Anyway, Sega threw in 16 bits of gaming processing versus Nintendo’s 8; however, Nintendo not only had the experience and existing market share, but a gigantic library of licenses that Sega simply couldn’t touch.
…that is, until a little blue hedgehog in shiny red shoes ripped through the scene.
You see, in the beginning the lion’s share of the videogame market were children who wanted fun, light, colorful characters – hence Nintendo’s 90% dominance of the scene. Nintendo not only had Kid Icarus, Donkey Kong, Zelda, and others, it had the godfather of them all: Mario, the little red plumber that got cock-blocked at every turn by Bowser.
Sega was doing its best, but simply couldn’t get a mascot to stick with the children.
Hell, early on their console came with the game Altered Beast, which I already did a review so I won’t waste my time explaining that piece of impossible crap game.
So in burst Sonic with it’s beautiful graphics and immensely fun gameplay, and Sega had a hit.

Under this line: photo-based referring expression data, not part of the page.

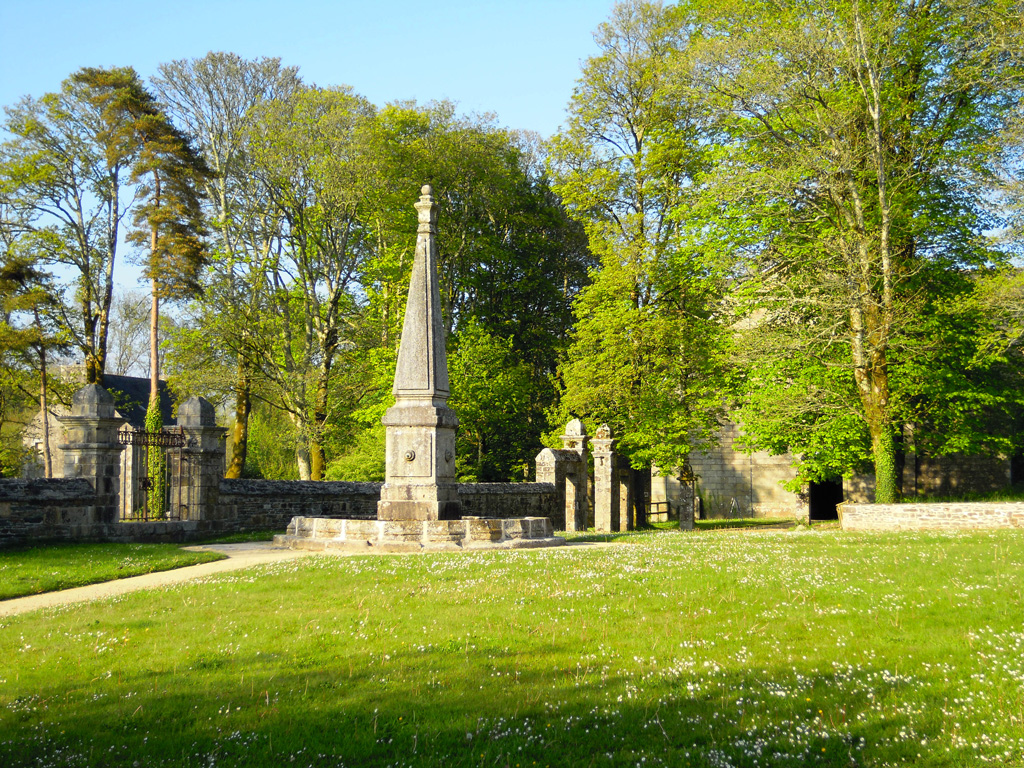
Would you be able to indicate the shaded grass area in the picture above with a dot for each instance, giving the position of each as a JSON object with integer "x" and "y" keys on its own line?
{"x": 58, "y": 566}
{"x": 243, "y": 538}
{"x": 667, "y": 648}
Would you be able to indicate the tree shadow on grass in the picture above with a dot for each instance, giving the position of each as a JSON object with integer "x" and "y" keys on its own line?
{"x": 427, "y": 706}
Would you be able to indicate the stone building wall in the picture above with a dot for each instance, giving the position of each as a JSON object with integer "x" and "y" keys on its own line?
{"x": 62, "y": 509}
{"x": 952, "y": 516}
{"x": 732, "y": 483}
{"x": 926, "y": 476}
{"x": 45, "y": 509}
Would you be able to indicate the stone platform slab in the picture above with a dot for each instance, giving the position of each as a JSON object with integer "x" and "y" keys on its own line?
{"x": 322, "y": 534}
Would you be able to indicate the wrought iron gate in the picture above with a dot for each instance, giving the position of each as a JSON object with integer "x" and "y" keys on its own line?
{"x": 157, "y": 475}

Not only that, but Nintendo’s competing machine, the Super Nintendo Entertainment System, wasn’t even out yet as Nintendo took its sweet time to develop. This catapulted the Sega Mega Drive – renamed The Sega Genesis to us western folks, into a much larger market share; actually beating out Nintendo for a few years.

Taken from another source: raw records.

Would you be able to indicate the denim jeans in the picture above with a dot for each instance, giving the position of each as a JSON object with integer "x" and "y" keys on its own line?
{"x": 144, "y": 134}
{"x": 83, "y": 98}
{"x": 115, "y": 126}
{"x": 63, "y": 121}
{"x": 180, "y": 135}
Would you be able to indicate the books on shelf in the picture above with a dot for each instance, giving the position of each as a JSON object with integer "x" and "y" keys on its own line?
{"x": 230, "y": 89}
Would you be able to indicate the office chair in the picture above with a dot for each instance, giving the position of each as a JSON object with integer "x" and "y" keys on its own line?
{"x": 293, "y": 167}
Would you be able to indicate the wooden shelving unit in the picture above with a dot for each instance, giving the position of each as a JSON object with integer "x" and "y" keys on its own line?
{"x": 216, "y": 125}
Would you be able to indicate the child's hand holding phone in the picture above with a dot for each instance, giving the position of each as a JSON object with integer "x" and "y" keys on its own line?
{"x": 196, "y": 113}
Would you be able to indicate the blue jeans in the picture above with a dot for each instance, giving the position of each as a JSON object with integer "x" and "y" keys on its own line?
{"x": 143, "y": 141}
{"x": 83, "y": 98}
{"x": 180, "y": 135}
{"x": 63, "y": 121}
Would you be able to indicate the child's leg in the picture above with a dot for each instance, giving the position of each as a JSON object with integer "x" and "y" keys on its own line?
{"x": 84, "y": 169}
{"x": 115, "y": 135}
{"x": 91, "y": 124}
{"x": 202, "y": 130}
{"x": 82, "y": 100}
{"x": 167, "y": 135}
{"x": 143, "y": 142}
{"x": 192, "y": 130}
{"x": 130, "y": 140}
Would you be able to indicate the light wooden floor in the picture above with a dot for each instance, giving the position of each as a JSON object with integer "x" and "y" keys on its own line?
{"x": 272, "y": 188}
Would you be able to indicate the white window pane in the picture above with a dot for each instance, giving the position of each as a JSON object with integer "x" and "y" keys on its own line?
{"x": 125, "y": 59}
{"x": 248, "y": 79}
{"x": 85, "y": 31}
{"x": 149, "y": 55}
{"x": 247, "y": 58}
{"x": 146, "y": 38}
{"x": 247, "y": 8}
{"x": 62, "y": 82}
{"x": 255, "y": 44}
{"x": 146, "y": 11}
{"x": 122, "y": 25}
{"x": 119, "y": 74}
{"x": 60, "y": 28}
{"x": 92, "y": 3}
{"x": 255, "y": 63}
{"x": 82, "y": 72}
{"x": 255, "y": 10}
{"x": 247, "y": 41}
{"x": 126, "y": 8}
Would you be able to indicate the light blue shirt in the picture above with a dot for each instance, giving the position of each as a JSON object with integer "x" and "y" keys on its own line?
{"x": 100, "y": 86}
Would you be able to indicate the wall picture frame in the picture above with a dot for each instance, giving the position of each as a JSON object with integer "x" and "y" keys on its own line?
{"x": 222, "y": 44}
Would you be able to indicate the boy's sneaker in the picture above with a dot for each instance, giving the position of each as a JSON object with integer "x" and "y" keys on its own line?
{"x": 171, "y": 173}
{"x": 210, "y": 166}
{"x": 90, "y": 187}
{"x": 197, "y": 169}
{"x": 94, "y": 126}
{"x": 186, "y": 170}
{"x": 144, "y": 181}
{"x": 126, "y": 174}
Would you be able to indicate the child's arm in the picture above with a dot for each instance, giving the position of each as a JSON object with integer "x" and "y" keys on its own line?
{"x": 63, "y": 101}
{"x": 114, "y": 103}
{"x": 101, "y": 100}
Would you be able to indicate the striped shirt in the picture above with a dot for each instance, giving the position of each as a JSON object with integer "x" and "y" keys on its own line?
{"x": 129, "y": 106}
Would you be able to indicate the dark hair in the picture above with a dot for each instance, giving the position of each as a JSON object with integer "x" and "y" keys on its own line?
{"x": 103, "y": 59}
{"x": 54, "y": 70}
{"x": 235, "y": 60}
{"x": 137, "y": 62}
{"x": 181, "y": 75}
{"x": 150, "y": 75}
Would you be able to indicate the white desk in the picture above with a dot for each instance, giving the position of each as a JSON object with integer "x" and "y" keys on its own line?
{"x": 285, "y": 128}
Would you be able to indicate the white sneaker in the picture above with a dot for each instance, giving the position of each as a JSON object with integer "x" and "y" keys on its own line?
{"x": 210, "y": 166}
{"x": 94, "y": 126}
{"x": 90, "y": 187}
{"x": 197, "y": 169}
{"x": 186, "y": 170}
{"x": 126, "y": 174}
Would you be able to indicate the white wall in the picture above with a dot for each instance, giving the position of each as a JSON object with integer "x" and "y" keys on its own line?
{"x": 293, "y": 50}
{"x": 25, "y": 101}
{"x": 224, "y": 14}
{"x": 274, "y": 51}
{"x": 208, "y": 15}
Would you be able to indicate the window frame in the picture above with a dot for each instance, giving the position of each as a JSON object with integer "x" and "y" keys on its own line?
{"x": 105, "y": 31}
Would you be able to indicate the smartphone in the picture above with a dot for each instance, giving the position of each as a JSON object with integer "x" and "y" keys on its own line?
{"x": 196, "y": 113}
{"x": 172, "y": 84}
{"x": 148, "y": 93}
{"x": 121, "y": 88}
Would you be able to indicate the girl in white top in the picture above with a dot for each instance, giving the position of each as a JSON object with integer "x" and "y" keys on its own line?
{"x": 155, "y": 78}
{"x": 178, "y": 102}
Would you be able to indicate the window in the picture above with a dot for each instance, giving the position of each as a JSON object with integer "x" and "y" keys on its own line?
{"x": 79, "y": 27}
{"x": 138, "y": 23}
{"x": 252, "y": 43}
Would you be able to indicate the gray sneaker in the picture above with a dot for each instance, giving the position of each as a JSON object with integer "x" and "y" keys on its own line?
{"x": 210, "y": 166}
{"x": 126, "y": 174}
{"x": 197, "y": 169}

Now to the real war: what Sega did next was something that wasn’t done before and really not done since – an all-out smear campaign against Nintendo.

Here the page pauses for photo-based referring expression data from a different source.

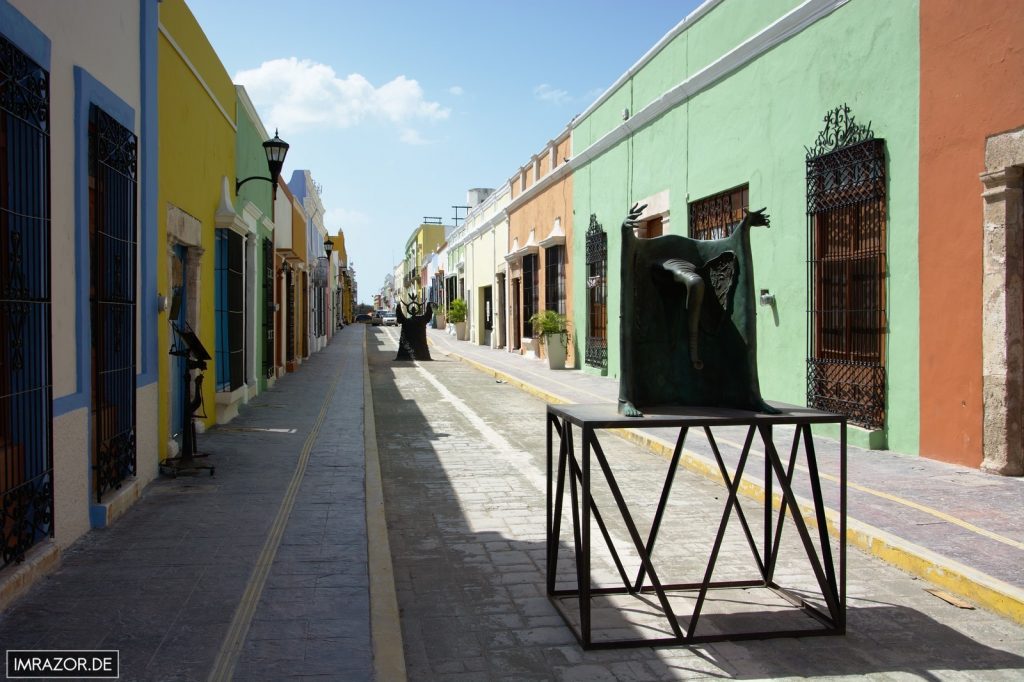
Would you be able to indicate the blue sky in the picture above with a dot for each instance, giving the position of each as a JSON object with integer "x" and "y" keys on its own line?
{"x": 398, "y": 107}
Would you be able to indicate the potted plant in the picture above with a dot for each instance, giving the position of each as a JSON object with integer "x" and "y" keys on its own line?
{"x": 552, "y": 328}
{"x": 457, "y": 314}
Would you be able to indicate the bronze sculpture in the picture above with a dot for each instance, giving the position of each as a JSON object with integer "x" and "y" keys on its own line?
{"x": 700, "y": 353}
{"x": 413, "y": 340}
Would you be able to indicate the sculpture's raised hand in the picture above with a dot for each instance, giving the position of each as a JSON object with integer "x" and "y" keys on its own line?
{"x": 635, "y": 212}
{"x": 756, "y": 218}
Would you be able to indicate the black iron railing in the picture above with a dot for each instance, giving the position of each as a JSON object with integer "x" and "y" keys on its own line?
{"x": 715, "y": 217}
{"x": 597, "y": 295}
{"x": 847, "y": 269}
{"x": 113, "y": 229}
{"x": 268, "y": 311}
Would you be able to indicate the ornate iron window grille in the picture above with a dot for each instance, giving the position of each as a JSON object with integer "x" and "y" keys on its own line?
{"x": 114, "y": 232}
{"x": 229, "y": 308}
{"x": 597, "y": 295}
{"x": 26, "y": 374}
{"x": 290, "y": 336}
{"x": 554, "y": 279}
{"x": 268, "y": 311}
{"x": 847, "y": 268}
{"x": 715, "y": 217}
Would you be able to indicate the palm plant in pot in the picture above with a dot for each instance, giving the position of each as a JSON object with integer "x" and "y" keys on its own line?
{"x": 553, "y": 329}
{"x": 457, "y": 315}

Over the next few years, Sega mercilessly dragged Nintendo’s name through the mud; essentially calling it a “child’s toy” as compared to Sega’s “extreme,” more adult oriented games. In doing this, Sega singlehandedly pitted about 50% of the children in the schoolyard against the other 50% because, well, that was the market – sometimes fluctuating but mostly about 50-50. Seriously, we would have intense debates over what the better machine was, simply based on what we owned.
Sure, today you have the PlayStation versus Xbox; but, nothing hit quite as hard in the 90s when someone would pull up the difference between Mortal Combat having blood in it as opposed to sweat.
There was a constant bombardment of ads from Sega telling you how awesome they were; akin to some huge dude with a Mohawk, Oakley shades, and bulging biceps screaming at your 13-year-old face.
Sega expanded the market even further with third-party developers and “peripherals;” little additions to your Sega Genesis that would boost the power or put you on an early version of the internet.
Unfortunately, these peripherals weren’t well thought out and failed miserably; eventually making Sega’s empire so bloated that it collapsed in on itself.
Nintendo, however, had a different issue; one that it suffers from today.
Although the company kept its head down through the 90s, meticulously monitoring both its licenses and games, it pigeonholed its image as just what the Sega intended to make it out to be – a children’s machine.
Again, I’m not much of a gamer and haven’t owned a Nintendo product since the introduction of the Gameboy; however, I can say from a layman’s standpoint that the Nintendo appears to me as a children’s toy. And can anyone really disagree?
I’m sure the games are great, but if choosing between a Xbox One, a PlayStation 3, or a Wii, do I want to play as a colorful plumber squashing mushrooms or steal a car and plan a heist?
It’s interesting now, looking at both companies; Sega almost dead and Nintendo cornered into an image that it cannot shake – almost like two toothless, broken ex-soldiers, sitting quietly on their front porch, rocking gently in their rocking chairs, and talking about the “good old days.”
I guess if companies are considered people, then Sega and Nintendo are those old men meeting to play chess in the park as the rest of the gaming industry are preparing for a hard night of partying.
Regardless, the time spent deeply entrenched in the console wars was one to behold, and easily one of the most interesting times for videogames.